Тамара уловила намек, но не поняла, что конкретно он означал. Наверняка что-то негативное, судя по тону. А Эдик и не подумал разъяснить, на него нашел приступ красноречия по поводу Ники:
— Работа черно-белая, но такова жизнь у этого ханурика — жизнь без красок. Он живет в мусорном баке, спит там, ест объедки, смотрит на небо из мусорки, на людей и жизнь, которые несутся мимо… Он сам — мусор. Но есть одна особенность, превращающая эту помойку в искусство.
— Какая? — недоверчиво спросила Тамара.
— Подумай. Посмотри на цветные фото, сравни. — Эдик указал на портрет женщины постбальзаковского возраста, моделью была Лидия Даниловна. — Какая магия: она и — море желтых цветов. Цветы на переднем плане, сзади, с боков… они заставляют нас увидеть.
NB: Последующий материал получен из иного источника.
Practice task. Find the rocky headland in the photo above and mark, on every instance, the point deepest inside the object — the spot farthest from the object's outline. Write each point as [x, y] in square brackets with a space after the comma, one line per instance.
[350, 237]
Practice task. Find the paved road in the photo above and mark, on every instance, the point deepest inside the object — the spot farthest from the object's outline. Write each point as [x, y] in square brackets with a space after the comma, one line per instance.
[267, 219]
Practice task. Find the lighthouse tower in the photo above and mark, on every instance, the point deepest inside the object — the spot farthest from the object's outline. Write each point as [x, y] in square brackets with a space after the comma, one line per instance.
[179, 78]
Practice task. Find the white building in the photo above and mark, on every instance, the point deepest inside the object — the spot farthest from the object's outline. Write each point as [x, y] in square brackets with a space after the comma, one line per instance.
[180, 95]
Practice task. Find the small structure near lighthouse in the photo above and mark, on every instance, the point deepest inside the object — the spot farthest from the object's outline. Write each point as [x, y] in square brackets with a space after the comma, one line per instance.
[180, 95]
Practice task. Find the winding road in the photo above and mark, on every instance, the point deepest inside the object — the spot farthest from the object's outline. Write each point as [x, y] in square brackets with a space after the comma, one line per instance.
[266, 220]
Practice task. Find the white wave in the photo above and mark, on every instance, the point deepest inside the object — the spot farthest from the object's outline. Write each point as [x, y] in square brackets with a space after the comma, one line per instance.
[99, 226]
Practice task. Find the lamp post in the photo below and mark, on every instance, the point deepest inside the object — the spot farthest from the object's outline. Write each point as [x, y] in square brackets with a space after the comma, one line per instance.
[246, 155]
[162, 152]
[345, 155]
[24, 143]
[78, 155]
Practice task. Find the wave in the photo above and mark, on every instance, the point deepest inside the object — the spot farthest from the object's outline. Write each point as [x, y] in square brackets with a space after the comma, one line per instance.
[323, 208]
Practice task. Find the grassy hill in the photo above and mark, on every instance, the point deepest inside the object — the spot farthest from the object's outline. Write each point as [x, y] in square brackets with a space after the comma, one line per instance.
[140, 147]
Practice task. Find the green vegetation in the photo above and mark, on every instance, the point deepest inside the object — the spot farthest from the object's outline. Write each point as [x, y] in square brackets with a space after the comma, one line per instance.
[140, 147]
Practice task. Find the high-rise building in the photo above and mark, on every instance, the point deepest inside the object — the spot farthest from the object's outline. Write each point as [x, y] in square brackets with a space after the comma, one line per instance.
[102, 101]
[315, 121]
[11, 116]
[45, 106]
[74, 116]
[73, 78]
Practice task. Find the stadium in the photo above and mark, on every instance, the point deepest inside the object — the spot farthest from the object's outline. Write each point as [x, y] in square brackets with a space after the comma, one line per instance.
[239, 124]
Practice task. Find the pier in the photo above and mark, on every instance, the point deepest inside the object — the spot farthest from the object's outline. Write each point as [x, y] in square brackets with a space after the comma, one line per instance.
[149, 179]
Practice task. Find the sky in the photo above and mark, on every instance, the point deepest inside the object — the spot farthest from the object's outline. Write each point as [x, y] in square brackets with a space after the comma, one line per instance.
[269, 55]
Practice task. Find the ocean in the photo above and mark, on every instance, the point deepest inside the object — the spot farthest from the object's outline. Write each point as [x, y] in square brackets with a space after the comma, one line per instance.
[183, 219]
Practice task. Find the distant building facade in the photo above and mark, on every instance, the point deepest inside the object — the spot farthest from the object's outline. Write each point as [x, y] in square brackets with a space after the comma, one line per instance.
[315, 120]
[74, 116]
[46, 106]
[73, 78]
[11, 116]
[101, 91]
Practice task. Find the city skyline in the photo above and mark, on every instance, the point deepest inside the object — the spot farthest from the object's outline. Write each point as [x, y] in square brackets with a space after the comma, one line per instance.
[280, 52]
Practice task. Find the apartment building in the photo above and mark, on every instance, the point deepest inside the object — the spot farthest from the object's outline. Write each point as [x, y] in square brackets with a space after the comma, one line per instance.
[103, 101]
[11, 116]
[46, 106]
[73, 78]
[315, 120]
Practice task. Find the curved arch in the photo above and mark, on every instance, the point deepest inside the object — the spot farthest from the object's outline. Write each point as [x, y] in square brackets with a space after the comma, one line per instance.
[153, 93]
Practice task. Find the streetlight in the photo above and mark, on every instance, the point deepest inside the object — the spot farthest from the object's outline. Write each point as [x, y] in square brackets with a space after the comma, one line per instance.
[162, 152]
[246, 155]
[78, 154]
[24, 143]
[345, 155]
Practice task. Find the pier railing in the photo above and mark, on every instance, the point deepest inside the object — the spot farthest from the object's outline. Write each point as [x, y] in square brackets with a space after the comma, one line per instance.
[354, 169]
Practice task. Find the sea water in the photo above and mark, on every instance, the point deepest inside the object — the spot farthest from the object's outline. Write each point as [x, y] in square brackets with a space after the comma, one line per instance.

Увидеть, как прекрасна эта женщина…
— Она же старая, — заметила Тамара.
— Дура, — чуть слышно выговорил он, буквально выдохнув слово и с сожалением покачав головой. Но продолжил урок: — Она, девочка, прекрасна, как… нечто священное и уходящее. Видишь разбросанные тени от цветов? Они искажают картинку, делают таинственной, поэтому заставляют рассмотреть ее. И что мы видим в первую очередь? Глаза. Ведь на них не падает тень. Глаза и мудрую печаль в них. Знаешь, эта женщина величественна в своей печали.
Тамара сходила за сумочкой, висевшей на гардеробной стойке, и вернулась. При всем том ни на секунду не выпускала из поля зрения Эдика, в ее тигриных глазках он прочел искреннее любопытство. Ему даже показалось, она осознает, что ничего не понимает и мало чего знает, теперь стремится понять и узнать. А страждущих надлежит просвещать.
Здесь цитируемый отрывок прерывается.